The exodus peaked in 2004, when 45,000 Austrians left a church bedeviled by scandal and a chronic shortage of priests."Fewer desertions" = "New and encouraging" trend?
Many cited disgust over the discovery of up to 40,000 lurid images at a seminary in St. Poelten, 50 miles west of Vienna, including child porn and photos of young candidates for the priesthood fondling each other and their older religious instructors.
Other dropouts expressed discontent with a church tax collected by the government for the church — a levy that averages more than $300 a year. Catholics wishing to avoid paying it must formally renounce their affiliation to their church.

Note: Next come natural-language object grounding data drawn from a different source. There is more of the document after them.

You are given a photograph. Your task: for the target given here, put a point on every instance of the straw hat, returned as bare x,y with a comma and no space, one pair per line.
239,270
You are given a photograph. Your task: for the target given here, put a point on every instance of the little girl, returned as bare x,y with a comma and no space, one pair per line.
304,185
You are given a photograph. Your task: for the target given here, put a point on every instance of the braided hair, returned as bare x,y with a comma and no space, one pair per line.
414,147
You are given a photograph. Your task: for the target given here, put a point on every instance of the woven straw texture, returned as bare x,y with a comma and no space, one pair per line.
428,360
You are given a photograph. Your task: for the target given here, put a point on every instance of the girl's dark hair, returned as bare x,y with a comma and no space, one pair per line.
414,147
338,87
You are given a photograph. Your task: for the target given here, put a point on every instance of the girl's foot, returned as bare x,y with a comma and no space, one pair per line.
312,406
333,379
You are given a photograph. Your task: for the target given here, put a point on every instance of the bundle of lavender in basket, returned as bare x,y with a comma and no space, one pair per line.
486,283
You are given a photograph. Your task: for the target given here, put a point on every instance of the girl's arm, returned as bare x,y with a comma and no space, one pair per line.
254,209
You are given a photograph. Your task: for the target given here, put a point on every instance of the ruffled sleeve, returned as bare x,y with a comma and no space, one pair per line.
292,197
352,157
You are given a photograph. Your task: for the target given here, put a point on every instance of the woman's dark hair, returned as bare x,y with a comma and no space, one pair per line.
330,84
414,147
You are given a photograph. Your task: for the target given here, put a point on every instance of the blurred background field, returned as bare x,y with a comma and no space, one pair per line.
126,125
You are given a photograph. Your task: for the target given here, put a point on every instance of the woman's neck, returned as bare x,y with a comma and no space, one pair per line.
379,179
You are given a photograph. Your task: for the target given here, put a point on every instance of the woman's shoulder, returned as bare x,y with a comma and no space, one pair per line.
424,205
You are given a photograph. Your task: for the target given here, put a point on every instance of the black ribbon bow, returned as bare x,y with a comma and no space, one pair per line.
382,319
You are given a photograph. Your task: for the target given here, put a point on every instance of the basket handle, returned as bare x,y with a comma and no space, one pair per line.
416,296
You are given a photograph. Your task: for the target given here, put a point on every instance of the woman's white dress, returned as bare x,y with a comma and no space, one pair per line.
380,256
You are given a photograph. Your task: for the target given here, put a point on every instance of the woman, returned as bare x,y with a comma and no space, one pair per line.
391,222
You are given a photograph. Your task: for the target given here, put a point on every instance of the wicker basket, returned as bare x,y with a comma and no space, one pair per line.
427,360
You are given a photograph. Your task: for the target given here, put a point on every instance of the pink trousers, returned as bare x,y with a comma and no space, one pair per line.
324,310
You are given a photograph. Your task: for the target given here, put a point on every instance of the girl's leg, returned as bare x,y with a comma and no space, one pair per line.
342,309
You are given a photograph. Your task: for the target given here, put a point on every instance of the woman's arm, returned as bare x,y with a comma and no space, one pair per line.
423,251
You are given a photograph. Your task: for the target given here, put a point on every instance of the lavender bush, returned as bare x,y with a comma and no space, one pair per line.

Since 1995, when accusations surfaced that the late Cardinal Hans Hermann Groer molested youths at a monastery in the 1970s, the Austrian church has lost almost half a million members, officials say....
Catholics in most nations simply stop going to church. In Belgium, "very few people formally leave the church," said Abbe Eric de Beukelaer of the Belgian Bishops Conference. "As in most modern societies ... they leave it silently if they do — just stop going to church or say they don't believe."...
"People today are more individualistic. They don't want to be part of a big organization that tells them what to think and believe," said Georg Plank, a Catholic lay leader in the southern city of Graz. "Perhaps some still suspect it's like that in the church."
But Monsignor Wilfried Kreuth, a cleric tracking the trend in the diocese of St. Poelten, where church departures slowed by more than 27 percent last year, called the shift "new and encouraging."
Forgive me, but I just don't get it.